“I don’t know if I’m cut-out for this.”
“I feel like a failure.”
“It just seems like nothing I do works.”
“I feel like I’m letting my donors and people praying for me down.”
A few months ago in a ballroom in Florida, Young Life staff from all over the US formed lines to be prayed for by other YL staff. The team met for a training and we devoted part of that time to intercessory prayer. The organizers asked me (and others) to pray for people. One-by-one each person came over, sat in a chair across from me, and I asked: “how can I pray for you?” One theme dominated most responses: “I feel like a failure.”
I wanted to write briefly about one thought I had about that time. (By the way, without sharing any personal details, the other staff who prayed for folks said they heard the “failure” theme over and over… and when I helped with this training a year ago, the same topic dominated the prayer requests). The primary issue is spiritual. We know we have an adversary that seeks to discourage and destroy. But, for now, I want to focus on something else: a reality check about summer camp numbers.

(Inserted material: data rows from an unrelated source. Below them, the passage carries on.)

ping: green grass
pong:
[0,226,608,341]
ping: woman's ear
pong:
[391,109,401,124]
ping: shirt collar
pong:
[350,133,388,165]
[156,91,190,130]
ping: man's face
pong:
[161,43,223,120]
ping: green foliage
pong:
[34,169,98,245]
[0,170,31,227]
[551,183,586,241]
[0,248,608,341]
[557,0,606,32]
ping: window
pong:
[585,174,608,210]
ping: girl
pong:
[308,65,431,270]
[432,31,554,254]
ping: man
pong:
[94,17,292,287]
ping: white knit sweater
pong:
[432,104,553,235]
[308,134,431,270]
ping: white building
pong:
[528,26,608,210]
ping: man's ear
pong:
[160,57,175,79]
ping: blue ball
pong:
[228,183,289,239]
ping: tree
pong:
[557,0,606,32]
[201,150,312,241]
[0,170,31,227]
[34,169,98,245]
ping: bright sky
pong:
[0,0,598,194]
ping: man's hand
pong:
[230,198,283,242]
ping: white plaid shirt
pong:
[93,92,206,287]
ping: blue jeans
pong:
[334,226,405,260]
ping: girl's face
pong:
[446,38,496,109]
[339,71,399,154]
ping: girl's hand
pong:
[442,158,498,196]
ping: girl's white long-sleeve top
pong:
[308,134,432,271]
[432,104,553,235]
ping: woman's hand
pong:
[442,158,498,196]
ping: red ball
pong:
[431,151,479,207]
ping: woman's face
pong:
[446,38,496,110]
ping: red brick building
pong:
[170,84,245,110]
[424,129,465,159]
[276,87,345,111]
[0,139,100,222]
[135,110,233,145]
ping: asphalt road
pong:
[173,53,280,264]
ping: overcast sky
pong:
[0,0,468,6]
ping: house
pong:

Last summer eleven kids went to summer camp from a club (on average) in the United States.
Praise God for the eleven kids who went to summer camp! Yes. Yes. Yes.
But, I have a feeling for a lot of us eleven kids feels like “I should have done better.” No. No. No.
Let’s talk about the number. Last summer in the US 59,710 YL and WL students attended summer camp from 5,320 “ministries.” That works out to 11.2 campers per ministry.
[I’m sure some unknown details work into those numbers, but I’ve thought through the ones I’m aware of, and I’m confident the point I’m making is still valid.]
The way averages work is that for every club that brings 20 kids to camp, there is another club that brings 2 kids to camp (22/2=11).
Let that sink in for a moment.
If your club brought 2 kids last summer and you know another club in your community that brought 20… together that is a good snapshot of what summer camp looks like for us in the United States. Further, for every club we hear bringing 100 kids to camp and filling up all their spots within minutes, 9 clubs brought 2 kids to camp (9×2=18… 18+100=118 campers for 10 clubs… 118/10=11.8 so actually 6 kids above average).
Every leader I know wants to take lots of kids to camp. Every leader I know is continually trying to find new ways to expand our ministry. Every club I know that brought 2 kids to camp last summer is hoping to take more this summer. Every club I know that brought 100 kids to camp last summer is hoping to take more this summer.
Here is my point: Part of the reason many of us believe that we are failing is because our data is skewed.
I want to close with three thoughts:
- Forgive me (Sean McGever/YLHelp).
I have contributed to an unrealistic picture of YL and WL. When I look back at the pictures I’ve posted and the stories I’ve told, these have been hand-selected to highlight the “biggest,” “best,” and “most successful” things I’ve ever done. For instance, last week we had 3 guys at campaigners. I didn’t post a picture of that. This morning, I went on campus to hand out donuts and I don’t remember (and didn’t write down) any names of kids I met (oops). Right now, I only have two guys with solid deposits in for our summer camp trip. I take responsibility for projecting a consistently vibrant and growing ministry that may have made you feel like you aren’t doing a good job. Please forgive me.
- Focus on what you can do and not what you can’t do.
Focus on the inputs not the outputs of ministry. I just taught a one-week intensive class at a Bible college on incarnational theology. The main point of the course was: you are not God. I taught other important points, but I emphasized how a great concept such as incarnational ministry can become heretical in a blink-of-an-eye when we think we are in charge – when we think we are God (see “The First Commandment” … it is important).
Inputs (me, through God’s empowering) = praying, inviting, showing-up.
Outputs (God) = attendees, campers, conversions.
1 Corinthians 3:6–7 I planted, Apollos watered, but God gave the growth. So neither he who plants nor he who waters is anything, but only God who gives the growth.
- You are not a failure. You are God’s beloved. Believe the message we share at camp.